Un errore fatto in buona fede è sempre un errore. Certo, non c’era volontà di farlo, ma è stato fatto. Ed è questo che conta. Calvino, Pavese, Baricco, Murakami, Svevo, Benni, Garcia Marquez, Orwell, Bulgakov. Ripassavo a mente la lista incredibile dei maestri del mio corso. Nomi così facevano davvero girare la testa! Ce n’era un’altra, di testa, che non voleva star ferma, ma era per un altro motivo che girava…

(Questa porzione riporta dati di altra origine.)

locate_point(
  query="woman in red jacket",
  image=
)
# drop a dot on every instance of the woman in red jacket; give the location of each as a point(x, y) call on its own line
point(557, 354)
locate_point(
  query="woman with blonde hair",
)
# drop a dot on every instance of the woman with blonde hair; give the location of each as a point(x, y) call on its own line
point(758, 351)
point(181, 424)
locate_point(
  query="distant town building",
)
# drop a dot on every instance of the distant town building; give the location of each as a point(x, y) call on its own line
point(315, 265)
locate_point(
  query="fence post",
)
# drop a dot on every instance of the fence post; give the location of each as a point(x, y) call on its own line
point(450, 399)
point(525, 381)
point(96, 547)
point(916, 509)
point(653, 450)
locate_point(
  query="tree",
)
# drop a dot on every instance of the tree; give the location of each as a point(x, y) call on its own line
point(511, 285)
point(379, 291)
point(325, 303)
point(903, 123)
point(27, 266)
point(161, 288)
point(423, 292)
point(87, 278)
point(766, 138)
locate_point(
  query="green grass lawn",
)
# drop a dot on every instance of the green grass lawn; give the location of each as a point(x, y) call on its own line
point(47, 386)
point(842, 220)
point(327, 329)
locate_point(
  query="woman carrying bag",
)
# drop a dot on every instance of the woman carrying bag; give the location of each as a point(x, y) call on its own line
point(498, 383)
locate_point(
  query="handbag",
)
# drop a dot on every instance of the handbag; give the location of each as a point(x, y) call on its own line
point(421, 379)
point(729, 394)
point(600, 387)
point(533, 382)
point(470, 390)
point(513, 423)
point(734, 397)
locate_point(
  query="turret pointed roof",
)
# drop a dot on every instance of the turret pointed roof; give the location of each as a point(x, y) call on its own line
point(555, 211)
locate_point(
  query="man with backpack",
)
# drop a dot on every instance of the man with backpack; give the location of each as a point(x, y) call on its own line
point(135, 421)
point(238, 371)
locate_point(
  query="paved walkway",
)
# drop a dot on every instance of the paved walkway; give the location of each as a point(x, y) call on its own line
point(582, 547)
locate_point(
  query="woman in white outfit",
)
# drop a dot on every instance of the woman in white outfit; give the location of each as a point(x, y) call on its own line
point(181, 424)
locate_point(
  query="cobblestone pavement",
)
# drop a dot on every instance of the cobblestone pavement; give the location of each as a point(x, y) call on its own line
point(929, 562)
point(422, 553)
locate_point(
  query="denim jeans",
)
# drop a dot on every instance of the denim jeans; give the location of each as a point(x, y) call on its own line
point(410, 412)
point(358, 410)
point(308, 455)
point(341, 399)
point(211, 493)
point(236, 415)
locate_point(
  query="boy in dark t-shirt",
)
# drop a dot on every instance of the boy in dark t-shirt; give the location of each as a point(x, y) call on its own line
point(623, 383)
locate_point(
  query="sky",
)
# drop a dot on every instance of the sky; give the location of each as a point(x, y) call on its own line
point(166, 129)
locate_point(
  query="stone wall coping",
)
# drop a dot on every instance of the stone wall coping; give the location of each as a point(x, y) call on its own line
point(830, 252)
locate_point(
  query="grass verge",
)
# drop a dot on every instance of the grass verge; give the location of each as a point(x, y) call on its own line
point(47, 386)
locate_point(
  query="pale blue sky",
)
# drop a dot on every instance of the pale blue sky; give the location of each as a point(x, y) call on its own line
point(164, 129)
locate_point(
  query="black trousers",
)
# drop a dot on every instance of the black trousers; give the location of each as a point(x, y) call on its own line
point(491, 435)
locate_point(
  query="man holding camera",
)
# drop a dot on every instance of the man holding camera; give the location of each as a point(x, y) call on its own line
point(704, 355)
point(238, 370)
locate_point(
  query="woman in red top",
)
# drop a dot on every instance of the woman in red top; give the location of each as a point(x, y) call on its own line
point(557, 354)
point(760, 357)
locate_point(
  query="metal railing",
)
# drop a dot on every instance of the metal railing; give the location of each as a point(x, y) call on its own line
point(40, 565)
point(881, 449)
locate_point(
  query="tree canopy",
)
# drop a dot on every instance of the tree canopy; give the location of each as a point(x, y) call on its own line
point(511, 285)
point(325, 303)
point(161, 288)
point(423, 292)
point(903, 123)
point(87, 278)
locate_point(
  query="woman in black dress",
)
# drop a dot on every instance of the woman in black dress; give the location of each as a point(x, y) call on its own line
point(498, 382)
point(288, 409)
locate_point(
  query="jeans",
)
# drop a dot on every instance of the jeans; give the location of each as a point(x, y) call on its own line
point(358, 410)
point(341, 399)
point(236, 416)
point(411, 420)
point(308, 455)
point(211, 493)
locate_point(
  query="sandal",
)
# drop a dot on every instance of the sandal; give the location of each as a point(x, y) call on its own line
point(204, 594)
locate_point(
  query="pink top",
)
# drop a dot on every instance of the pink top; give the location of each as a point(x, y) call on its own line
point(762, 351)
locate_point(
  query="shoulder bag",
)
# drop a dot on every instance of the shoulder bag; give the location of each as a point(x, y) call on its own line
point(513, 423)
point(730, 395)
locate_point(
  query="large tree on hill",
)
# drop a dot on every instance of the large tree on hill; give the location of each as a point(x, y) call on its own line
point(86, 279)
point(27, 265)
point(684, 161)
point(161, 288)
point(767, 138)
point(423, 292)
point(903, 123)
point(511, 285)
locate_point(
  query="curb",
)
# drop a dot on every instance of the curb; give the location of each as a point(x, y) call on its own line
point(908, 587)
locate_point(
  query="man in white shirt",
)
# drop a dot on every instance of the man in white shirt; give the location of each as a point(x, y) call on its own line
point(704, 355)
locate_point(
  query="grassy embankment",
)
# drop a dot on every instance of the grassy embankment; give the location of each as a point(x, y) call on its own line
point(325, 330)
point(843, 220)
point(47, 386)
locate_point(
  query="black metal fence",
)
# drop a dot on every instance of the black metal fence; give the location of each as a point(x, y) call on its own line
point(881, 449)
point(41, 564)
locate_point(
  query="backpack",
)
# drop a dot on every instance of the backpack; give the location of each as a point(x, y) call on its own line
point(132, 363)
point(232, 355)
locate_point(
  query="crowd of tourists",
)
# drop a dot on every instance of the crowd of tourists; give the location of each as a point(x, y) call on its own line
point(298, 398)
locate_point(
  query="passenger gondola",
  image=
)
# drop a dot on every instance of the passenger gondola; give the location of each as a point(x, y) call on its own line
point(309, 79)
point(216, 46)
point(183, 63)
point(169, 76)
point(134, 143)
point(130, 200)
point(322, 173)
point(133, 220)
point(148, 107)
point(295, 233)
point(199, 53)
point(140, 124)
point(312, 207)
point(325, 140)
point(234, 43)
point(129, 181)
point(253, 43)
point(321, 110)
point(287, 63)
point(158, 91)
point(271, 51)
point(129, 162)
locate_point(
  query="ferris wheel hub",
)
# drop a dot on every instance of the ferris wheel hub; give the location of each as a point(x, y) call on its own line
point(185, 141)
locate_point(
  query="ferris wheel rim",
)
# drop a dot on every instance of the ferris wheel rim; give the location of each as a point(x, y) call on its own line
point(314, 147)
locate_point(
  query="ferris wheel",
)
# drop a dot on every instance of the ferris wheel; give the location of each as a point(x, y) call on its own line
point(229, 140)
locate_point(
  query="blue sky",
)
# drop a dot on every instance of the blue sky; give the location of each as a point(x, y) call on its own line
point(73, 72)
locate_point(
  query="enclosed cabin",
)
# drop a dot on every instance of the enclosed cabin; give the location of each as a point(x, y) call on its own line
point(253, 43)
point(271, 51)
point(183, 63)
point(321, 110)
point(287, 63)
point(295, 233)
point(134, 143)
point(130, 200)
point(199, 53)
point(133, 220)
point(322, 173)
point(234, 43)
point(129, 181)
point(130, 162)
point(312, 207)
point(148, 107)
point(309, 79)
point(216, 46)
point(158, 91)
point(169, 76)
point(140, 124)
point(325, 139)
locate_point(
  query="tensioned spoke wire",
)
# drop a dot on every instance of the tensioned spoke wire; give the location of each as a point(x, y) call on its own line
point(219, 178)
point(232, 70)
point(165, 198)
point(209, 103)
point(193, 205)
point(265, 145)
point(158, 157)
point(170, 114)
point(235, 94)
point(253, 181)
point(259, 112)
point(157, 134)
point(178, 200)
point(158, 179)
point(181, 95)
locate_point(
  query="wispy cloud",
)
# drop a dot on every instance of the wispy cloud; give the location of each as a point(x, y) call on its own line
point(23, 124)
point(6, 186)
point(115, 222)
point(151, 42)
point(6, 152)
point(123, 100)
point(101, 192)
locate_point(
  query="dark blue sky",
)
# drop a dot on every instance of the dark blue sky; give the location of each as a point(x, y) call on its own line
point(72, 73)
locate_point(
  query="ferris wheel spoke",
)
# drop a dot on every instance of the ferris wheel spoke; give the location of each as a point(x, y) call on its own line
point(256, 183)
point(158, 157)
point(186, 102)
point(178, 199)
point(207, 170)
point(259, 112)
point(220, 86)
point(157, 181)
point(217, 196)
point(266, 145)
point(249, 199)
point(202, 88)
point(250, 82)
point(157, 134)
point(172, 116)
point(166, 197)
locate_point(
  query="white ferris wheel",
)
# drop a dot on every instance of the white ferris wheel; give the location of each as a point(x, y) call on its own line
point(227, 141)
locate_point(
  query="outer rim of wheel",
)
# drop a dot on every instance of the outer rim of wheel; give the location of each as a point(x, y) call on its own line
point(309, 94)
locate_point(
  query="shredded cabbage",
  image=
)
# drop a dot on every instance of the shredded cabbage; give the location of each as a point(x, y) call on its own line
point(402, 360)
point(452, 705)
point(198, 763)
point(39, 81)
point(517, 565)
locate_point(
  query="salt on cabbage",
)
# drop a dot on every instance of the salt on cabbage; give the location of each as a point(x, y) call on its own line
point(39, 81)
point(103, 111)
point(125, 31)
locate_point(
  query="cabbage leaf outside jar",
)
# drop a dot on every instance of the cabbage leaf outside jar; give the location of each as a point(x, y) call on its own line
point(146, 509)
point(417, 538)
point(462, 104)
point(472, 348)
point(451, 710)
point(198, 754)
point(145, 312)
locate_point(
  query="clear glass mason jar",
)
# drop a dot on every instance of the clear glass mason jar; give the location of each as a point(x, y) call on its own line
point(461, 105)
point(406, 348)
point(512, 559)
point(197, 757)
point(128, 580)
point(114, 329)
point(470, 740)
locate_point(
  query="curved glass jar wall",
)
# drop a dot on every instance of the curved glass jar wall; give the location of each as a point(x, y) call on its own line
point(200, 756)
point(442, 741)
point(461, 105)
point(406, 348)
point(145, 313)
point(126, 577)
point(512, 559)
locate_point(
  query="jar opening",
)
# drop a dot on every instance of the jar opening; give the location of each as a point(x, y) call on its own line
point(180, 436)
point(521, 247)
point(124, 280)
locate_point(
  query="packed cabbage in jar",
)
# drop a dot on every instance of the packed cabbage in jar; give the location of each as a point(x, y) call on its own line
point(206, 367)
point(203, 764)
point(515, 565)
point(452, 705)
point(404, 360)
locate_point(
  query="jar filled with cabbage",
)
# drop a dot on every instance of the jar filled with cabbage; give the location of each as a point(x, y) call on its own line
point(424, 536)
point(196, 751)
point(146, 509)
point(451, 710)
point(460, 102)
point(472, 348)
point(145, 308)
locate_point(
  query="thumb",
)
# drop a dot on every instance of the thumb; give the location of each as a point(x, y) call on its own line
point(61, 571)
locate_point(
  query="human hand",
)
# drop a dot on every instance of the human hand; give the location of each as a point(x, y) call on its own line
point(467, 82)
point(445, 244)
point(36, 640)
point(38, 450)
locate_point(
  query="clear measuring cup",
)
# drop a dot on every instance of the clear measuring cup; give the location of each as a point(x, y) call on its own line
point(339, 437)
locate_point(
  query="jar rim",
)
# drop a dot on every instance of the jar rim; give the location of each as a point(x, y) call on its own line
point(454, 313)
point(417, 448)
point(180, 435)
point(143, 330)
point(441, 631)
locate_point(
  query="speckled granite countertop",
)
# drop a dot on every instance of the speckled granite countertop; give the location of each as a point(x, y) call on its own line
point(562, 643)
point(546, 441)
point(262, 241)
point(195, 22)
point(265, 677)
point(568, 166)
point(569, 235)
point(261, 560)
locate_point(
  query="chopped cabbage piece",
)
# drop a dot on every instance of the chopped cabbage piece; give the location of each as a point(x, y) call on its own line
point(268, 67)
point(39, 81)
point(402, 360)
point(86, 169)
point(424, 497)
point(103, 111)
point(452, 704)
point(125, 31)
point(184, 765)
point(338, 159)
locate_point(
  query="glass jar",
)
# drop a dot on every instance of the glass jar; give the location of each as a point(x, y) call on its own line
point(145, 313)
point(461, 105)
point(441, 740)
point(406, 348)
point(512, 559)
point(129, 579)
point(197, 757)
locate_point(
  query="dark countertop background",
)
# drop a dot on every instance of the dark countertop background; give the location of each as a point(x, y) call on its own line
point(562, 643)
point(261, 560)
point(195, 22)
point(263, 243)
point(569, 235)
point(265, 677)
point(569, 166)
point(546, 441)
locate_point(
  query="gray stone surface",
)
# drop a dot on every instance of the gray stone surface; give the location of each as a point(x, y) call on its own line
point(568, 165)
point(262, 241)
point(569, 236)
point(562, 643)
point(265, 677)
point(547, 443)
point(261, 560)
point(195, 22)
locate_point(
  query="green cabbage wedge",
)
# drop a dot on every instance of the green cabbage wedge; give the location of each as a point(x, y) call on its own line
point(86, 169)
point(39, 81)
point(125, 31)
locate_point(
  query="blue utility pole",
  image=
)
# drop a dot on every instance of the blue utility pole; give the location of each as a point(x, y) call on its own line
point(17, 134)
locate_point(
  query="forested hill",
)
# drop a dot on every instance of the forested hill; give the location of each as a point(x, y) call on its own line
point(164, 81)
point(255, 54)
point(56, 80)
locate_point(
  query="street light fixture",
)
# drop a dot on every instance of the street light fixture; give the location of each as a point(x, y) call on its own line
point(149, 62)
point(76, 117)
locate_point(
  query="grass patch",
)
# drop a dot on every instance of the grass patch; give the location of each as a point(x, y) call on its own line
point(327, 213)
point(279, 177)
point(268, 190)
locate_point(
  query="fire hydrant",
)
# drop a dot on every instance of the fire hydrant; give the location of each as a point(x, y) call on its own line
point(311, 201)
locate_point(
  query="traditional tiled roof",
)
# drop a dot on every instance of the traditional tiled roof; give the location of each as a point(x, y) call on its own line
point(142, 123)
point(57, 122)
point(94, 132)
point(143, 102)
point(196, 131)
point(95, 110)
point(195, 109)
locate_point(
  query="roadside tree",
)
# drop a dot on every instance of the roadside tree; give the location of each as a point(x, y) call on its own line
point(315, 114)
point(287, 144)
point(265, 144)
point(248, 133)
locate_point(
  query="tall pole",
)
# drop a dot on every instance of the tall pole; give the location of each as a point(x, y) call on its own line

Che fosse una chiamata, diciamo così, poco distesa si capì subito dal trillo nervoso del telefono. Fu il Generale Foglio Bianco ad alzare la cornetta. “Pronto”- lo anticipò una voce severa- “Sì, pronto, chi parla?” “Ma vi rendete conto?” “Di che cosa? Chi parla?” “Siete più maschilisti voi che un regista di film porno… non vi siete degnati di chiamare nemmeno una donna! Adesso per farvi perdonare come minimo dovete invitarmi a cena. E pagare, si capisce!”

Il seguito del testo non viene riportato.